Casualties and losses
- 190 killed; 145 captured; 196 missing; 425 wounded; Total Casualties: 956 Several tanks destroyed: 59 killed; 30 Captured; Total Casualties: 89 1 tank captured

= Battle of Fazilka =

Battle in the Indo-Pakistani War of 1971

The Battle of Fazilka, also known as the Battle of Sulemanki, was a military engagement during the Indo-Pakistani War of 1971 in the western front, near the Indo-Pakistani border in Punjab. In this battle Pakistani forces achieved success against the Indian 67 Brigade, capturing significant territory west of Fazilka.

== Background ==
Fazilka, a prominent border city in Fazilka district, Punjab, lies at the end of a testing on the Sulemanki headworks in Pakistan. Defence of the headworks has always been one of the most important commitments of Pakistan's military planners. Their proximity-1.5 kilometres or so from Indian territory-made the area very vulnerable and largely influenced Pakistani concepts of its defence. Pakistan had no choice but to gain some cushion of depth by extending operations into Indian territory at the very outset. This was achieved in 1965 and was repeated in 1971.

== Battle ==
On the twilight of 3 December, the Pakistani brigade, under cover of intense artillery fire, charged through the Indian troops with such speed and ferocity that it was able to establish a foothold on the tank obstacle line of the Sabuna Distributary six miles inside, within an hour. The 6 FF ambushed the withdrawing enemy and killed 50 and captured 145.
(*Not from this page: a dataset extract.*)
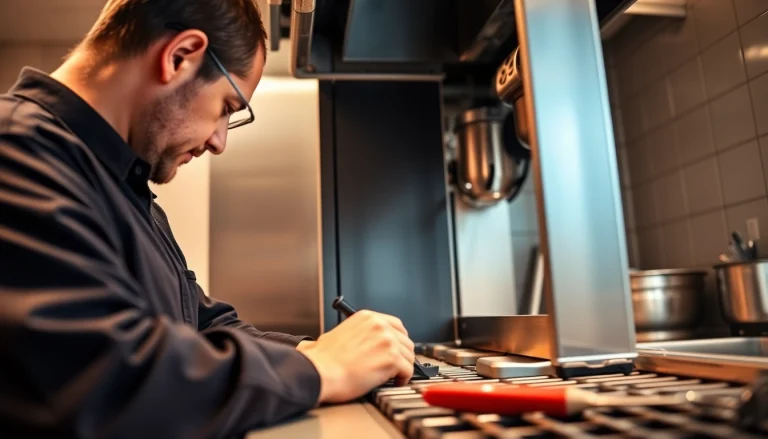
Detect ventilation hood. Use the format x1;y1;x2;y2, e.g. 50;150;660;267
269;0;659;80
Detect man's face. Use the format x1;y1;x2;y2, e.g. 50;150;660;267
137;47;264;184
The Indian army seemed to be very sensitive about this area and made determined efforts to recapture the lost ground every night with fresh troops throughout the war. Most of these attacks were launched on 'B' Company's (6 FF) positions. Sikhs, Rajputs, Gurkhas, Assamis and Jats were used at different times. The most determined attack was that of 4 Jats, when, on the night of December 5, some of its elements led by Major Narayan Singh penetrated 'B' Company's (6 FF) positions on the embank-ment. In the ensuing hand to hand fight this Indian Major was killed by another Pakistani company commander Major Shabbir Sharif. That night in another counterattack, the Indian tanks closed up to two yards of 6 FF positions after having destroyed all the antitank guns in the area. They were only repulsed by artillery fire and 3.5 Energa grenades. During all these fiercely fought battles, Five 8 Cavalry tanks were bogged down here, and four of them were destroyed by Pakistani artillery and infantry antitank weapons.
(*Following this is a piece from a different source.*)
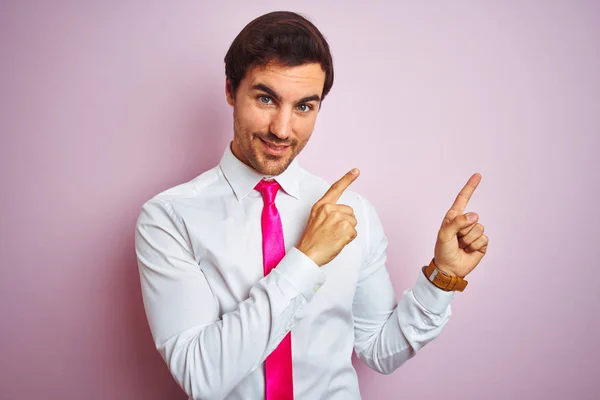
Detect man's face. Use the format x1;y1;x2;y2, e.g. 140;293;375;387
226;63;325;175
Since all Indian counterattacks were foiled within hours of darkness, air support during daytime largely served to mop up any stragglers, besides boosting friendly troops' morale. No 17 Squadron, based at Rafiqui, flew 55 F-86E sorties, of which 33 were considered successful. In 22 sorties, either no targets could be found or, bombs were released on dead reckoning with questionable results. Half a dozen tanks and some vehicles were claimed as destroyed.
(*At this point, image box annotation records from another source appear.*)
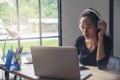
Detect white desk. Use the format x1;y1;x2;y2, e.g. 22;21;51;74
0;64;120;80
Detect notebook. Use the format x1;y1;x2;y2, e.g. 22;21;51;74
31;46;91;80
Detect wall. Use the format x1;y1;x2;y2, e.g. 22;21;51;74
62;0;109;46
113;0;120;57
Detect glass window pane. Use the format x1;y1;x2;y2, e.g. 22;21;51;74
18;0;39;38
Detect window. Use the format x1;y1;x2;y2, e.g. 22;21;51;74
0;0;61;52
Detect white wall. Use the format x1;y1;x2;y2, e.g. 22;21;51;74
113;0;120;57
62;0;109;46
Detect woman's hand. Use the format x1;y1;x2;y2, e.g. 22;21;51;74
98;21;107;39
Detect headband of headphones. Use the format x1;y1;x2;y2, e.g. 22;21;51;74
83;8;102;22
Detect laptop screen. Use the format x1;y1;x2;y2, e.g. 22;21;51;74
31;46;80;80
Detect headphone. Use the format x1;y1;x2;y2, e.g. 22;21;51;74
83;8;102;22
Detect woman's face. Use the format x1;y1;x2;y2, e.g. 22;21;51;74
79;17;97;39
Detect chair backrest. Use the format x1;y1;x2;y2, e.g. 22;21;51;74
107;56;120;72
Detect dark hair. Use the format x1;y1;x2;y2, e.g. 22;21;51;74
80;8;100;26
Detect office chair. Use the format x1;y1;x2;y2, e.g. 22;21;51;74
107;56;120;72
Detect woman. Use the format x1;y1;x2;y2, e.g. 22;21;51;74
75;8;112;69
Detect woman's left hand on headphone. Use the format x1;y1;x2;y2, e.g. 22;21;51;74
98;20;107;38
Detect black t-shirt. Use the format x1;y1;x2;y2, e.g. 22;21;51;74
75;35;112;69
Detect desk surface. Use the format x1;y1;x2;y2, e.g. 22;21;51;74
0;64;120;80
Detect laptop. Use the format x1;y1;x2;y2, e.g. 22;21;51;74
31;46;91;80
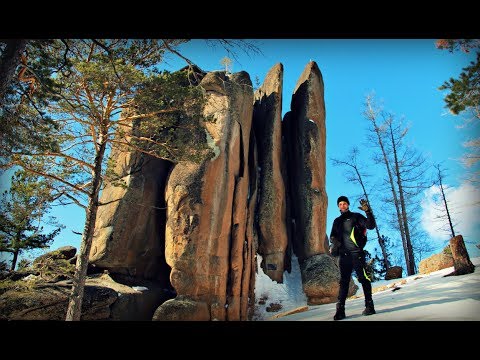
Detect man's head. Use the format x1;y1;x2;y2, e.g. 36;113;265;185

According to Indian Army Major General and military historian Sukhwant Singh the Indian army failed at the battle of Fazilka:

So obsessed were the Indian commanders with the elimination of the Pakistan lodgment that between Chowdhary and Ram Singh five counterattacks were launched for this purpose. All failed miserably as troops were committed piecemeal in the expected direction and over ground having a funnelling effect on the assaulting troops These unimaginative attacks resulted in inordinately heavy casualties and eroded Indian morale. On the other hand, our failures made heroes of the men of B Company 6 FF holding the lodgement, Indeed, they deserved praise showered on them.

== Aftermath ==
Although major hostilities ended with the ceasefire, on 26–27 December, Indian 4 Para of 51 Para Brigade conducted an assault to dislodge a small Pakistani platoon from a sand dune near Nagi village. The attack resulted in 21 Indian killed and 60 wounded.
== Awards ==
Pakistani Major Shabbir Sharif from 6 FF awarded with Nishan-e-Haider.

Brigadier Amir Hamza awarded by S.J.